Unfortunately, we have not tested it. Before we developed QMagFace, we only made sure that we are using the same preprocessing that was used for training MagFace and that MagFace performs well. Generally, if you use a different preprocessing method, you need to retrain/finetune the face recognition system to keep the performance since the input is different from what the model learned during training.

Best Philipp

HOMGH commented 1 year ago

@modanesh , Hi Mohamad, could you evaluate the model on datasets like cplfw, agedb and etc.,? I have a question regarding that?

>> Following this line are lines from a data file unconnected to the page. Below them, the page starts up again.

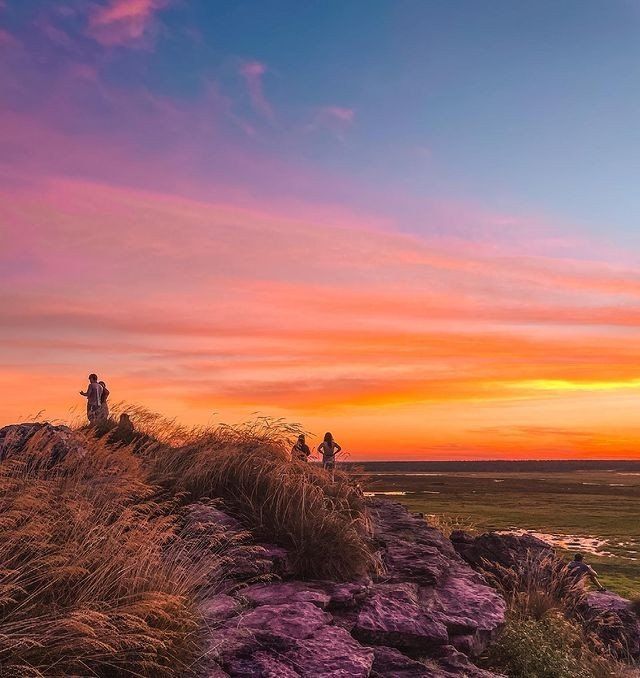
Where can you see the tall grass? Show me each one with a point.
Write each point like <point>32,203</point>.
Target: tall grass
<point>544,636</point>
<point>93,577</point>
<point>323,523</point>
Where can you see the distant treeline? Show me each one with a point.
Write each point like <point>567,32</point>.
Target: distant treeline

modanesh commented 1 year ago

@HOMGH What do you mean by evaluating the model? You mean without fine-tuning or with? Without fine-tuning and on LFW, I got 97.03 and 97.08 with QMagFace and Cosine, respectively.

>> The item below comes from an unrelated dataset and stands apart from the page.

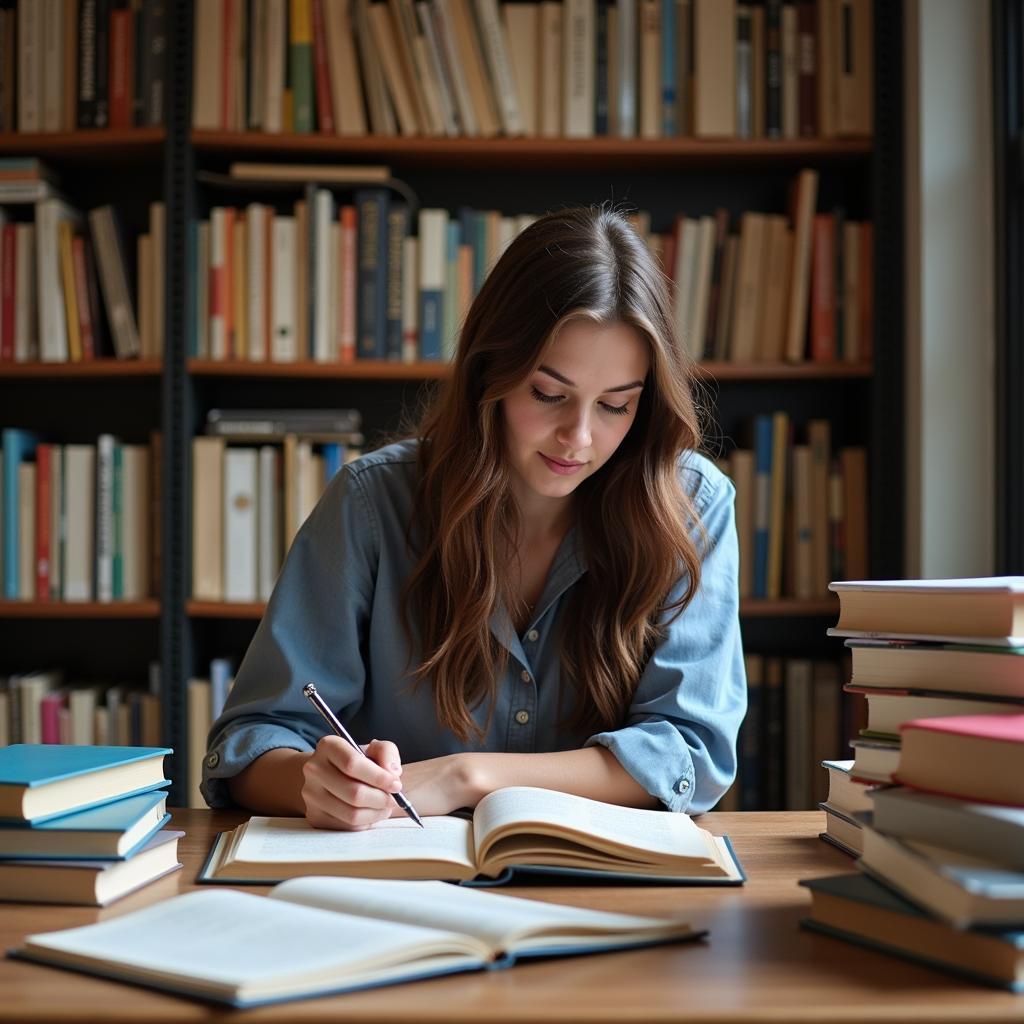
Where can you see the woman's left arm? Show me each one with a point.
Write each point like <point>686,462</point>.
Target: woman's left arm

modanesh commented 1 year ago

@pterhoer Thanks. I'm aware of the need to fine-tune the model once the preprocessing is changed. However, it'd be wonderful if you could please provide the steps on how to fine-tune the model, a script to do so, or how to train the model from scratch. Thanks.

mihlefeld commented 10 months ago

@modanesh when doing testing on QMagFace we used a pretrained MagFace model and never trained one ourselves. Look to the MagFace repository for training code.